How we think about gender affects how we think about climate change (and not for the better). No advocate of carbon capture and storage — that includes the denialists of the Morrison government — has reckoned with the scale needed if carbon capture and storage is to make a difference on climate.
NEOLIBERALISM AT WORK
How baseball cards reveal the cartography of neoliberal failure. The Orwellian language of the animal slaughter industry. I was saying this back when you couldn’t go to a conference without some charmingly lilted Irish speaker spruiking the miracle of the Celtic Tiger: Irish economic statistics are garbage because it’s a tax haven. How Australia profiteers from the mass murder of some of the world’s worst dictatorships. And how to rebuild trust in Australia’s grievously underfunded aged care system.
AND TURNING TO INTERNATIONAL NEWS
Clunky metaphor alert: Putin’s garbage policy is garbage, and it’s enraging Russians.* Are semiconductors Taiwan’s best defence against Beijing’s aggression? Before the controversial pause in the AstraZenenca rollout in Europe, there was a furious blame game about why it was being rolled out so slowly.

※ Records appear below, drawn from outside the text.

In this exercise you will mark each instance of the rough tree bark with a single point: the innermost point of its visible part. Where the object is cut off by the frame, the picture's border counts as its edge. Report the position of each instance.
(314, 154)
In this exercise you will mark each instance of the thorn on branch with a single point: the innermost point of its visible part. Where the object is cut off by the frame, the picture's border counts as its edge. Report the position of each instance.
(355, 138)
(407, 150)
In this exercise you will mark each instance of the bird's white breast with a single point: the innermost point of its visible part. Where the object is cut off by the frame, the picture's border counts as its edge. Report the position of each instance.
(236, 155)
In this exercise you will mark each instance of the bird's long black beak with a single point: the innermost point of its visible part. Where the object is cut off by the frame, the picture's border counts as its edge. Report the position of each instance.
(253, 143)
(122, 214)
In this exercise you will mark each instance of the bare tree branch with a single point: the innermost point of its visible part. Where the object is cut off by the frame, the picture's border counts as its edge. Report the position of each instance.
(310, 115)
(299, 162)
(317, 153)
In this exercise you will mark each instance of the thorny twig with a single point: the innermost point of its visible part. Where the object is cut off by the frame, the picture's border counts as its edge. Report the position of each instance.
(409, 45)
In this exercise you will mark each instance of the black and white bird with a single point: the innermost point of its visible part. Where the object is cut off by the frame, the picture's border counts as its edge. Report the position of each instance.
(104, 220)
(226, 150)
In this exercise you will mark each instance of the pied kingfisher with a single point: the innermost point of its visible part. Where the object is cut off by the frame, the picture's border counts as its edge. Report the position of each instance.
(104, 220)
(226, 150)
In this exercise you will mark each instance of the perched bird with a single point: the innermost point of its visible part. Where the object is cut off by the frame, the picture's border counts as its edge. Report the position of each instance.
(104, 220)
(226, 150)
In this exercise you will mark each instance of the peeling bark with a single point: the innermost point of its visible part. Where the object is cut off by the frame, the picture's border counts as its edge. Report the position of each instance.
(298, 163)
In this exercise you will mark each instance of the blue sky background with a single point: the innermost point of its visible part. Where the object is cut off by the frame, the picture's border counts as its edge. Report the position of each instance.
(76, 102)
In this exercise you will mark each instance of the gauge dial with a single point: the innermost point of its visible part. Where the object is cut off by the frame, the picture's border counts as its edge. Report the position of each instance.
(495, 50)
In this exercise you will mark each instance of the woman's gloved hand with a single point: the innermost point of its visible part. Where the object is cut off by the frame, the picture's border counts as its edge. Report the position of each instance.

Ready for the return of mass tourism? (And why does everyone hate tourists, including tourists?) What’s the most used material on the planet? Because we’re running out of it, and organised crime is making a killing from it and for it.
*I hope you appreciate I skipped the obvious pun.
MEDIA AND POLITICS
Far right tech tycoon Peter Thiel is backing political novice, white supremacist whisperer and author of the inexplicably well-regarded Hillbilly Elegy, J.D. Vance. The Guardian has a big problem with Roy Greenslade, who has outed himself as a supporter of Irish nationalist terrorism. Elsewhere: trying on someone else’s grief: the bizarre world of identity hoaxers.
FINALLY
Before there was The Wire there was Homicide: Life on the Street, and at the centre of the extraordinary cast of that show was Yaphet Kotto, who died this week aged 81. From Bond villain to Alien to Midnight Run, Kotto elevated whatever he was in and no matter whom he played opposite, but he did his best work on the streets of Baltimore in Homicide: Life on the Street. The show’s final scene, when G speaks with the ghosts of Felton and Crosetti, is one of the great endings to a series.